I've passed along this question to Dr. Beeke. I'll let you know what he says, if he responds.

Reactions: Like 1


----------



## bookslover (Sep 6, 2018)

bookslover said:


> I've passed along this question to Dr. Beeke. I'll let you know what he says, if he responds.



UPDATE: Here's his answer:

"Good question: we have talked about this only once - and then briefly - so far. Since that is in volume 4, we have plenty of time to discuss this further! I am sure we will work something out, but right now, we are zoned in on completing volume 2 by the due date. But thanks for asking."

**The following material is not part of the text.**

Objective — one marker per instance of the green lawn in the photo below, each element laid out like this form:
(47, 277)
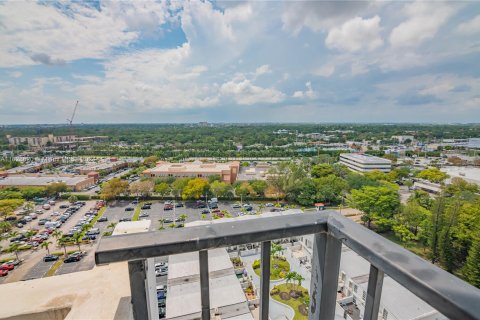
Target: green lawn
(294, 303)
(278, 268)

Reminder: volume 4 is scheduled to be published in July, 2022.

Reactions: Like 1


----------



## Taylor (Sep 7, 2018)

bookslover said:


> Reminder: volume 4 is scheduled to be published in July, 2022.



I can’t believe I must wait almost *four years* for this to be finished. Is patience _really_ a virtue? Someone please tell me it isn’t...


----------



## bookslover (Sep 7, 2018)

Taylor Sexton said:


> I can’t believe I must wait almost *four years* for this to be finished. Is patience _really_ a virtue? Someone please tell me it isn’t...



Consider yourself lucky. As someone noted, Beeke originally wanted his systematic theology to be 7 volumes, but Crossway talked him out of it.


----------